Reilly noted that the investigators "didn’t rule out cost, just said they weren’t prepared to attribute mercenary motives to men who cannot speak for themselves because they are not alive. But the story they told is ghastly: one bad call after another. Whatever else we learned and saw yesterday is emphatically not a culture of safety on that rig. I referred to a culture of complacency and speaking for myself, all these companies we heard from displayed it."

Referring to BP, Halliburton and Transocean, Reilly added that "the evidence is they are in need of top-to-bottom reform. We are aware of what appeared to be a rush to completion at Macondo, and one must ask whether the drive came from that made people determine they couldn’t wait for sound cement, or the right centralizers. We know a safety culture must be led from the top, and permeate a company."

Reilly spoke before industry experts testified about their analysis of the practices aboard the doomed Deepwater Horizon rig. Federal regulators also testified Tuesday afternoon about potential changes to safety rules.

Experts questioned BP's use of a single plug in the process. Charlie Williams, a chief scientist with Shell Energy Resources Inc., said the company used a minimum of three plugs in its deepwater wells.

BP also chose to fill the well with seawater, rather than heavy drilling mud, leaving it vulnerable to an upsurge of oil and gas — a condition that is not allowed for exploratory wells drilled in other places, experts said. The company also chose not to use mechanical plugs, devices put inside the pipe that also can block oil and gas.
Many of the decisions would have required additional time and materials, said Steve Lewis, an advanced drilling technology engineer with Seldovia Marine Services who reviewed BP's drilling plans, federal permits and communications on behalf of the commission.

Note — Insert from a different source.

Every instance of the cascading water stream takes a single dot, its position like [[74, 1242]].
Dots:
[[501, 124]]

"I know there was pressure on these people to get done and move on," Lewis said. "The apparent shuffling and scrambling was not really necessary."

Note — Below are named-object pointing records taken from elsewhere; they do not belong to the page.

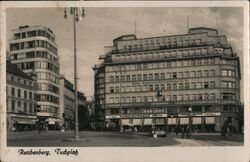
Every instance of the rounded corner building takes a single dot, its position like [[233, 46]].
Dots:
[[171, 81], [33, 50]]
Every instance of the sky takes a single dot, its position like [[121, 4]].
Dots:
[[101, 25]]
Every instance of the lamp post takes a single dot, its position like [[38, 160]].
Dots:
[[190, 120], [74, 11]]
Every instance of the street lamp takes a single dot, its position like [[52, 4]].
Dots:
[[190, 120], [74, 11]]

The April 20 explosion aboard the rig killed 11 workers and kicked off the worst oil spill in U.S. history.

The commission's chief engineer, Richard Sears, wrapped up the hearing by outlining seven managerial findings, including muddled lines of authority and a compounding cascade of small problems that ultimately caused 11 people to die and millions of gallons of oil to spill.

"This is something that built over hours if not days, weeks, months. The companies involved each had data. They were each responsible for operations, and if data had been shared differently and operations had been carried out differently, I believe this disaster could have been prevented," Sears said. "And for whatever reason...it didn't happen that way, and it's sad."

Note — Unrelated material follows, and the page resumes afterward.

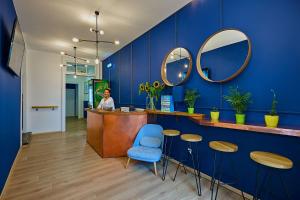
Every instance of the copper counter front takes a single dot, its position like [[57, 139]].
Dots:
[[111, 134]]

Ex-BP CEO defends own actions
Hayward said BP was "not prepared to deal with the intensity of the media scrutiny" it faced as millions of barrels of oil poured into the ocean and washed up on shore.

Hayward left his post last month after taking much of the flak for BP's poor public handling of the disaster. Gaffes including his statement that "I want my life back" were ridiculed in the U.S. media and seized on by critics of BP.

Hayward said he was "pretty angry" at the personal vilification.

"If I had done a degree at RADA (The Royal Academy of Dramatic Art) rather than a degree in geology, I may have done better, but I'm not certain it would've changed the outcome," he said.

He defended his much-criticized decision to take part in a yacht race with his family at the height of the crisis, saying he had not seen his son for three months and had only been aboard for six hours.

"I'm not certain I'd do anything different," Hayward said.

Hayward said BP had found itself unable to borrow from international investors during the spill crisis, threatening its finances. He said that before a meeting with President Barack Obama at the White House in June, "the capital markets were effectively closed to BP."

"We were not able to borrow in the capital markets, either short or medium term debt at all, " he said. "It was a classic financial crisis issue."

Hayward's successor, Bob Dudley, told the program that "these were frightening days" for BP.

"With a company the size of BP, its reputation, what it does — you almost can't quite believe how close you are" to financial disaster, he said.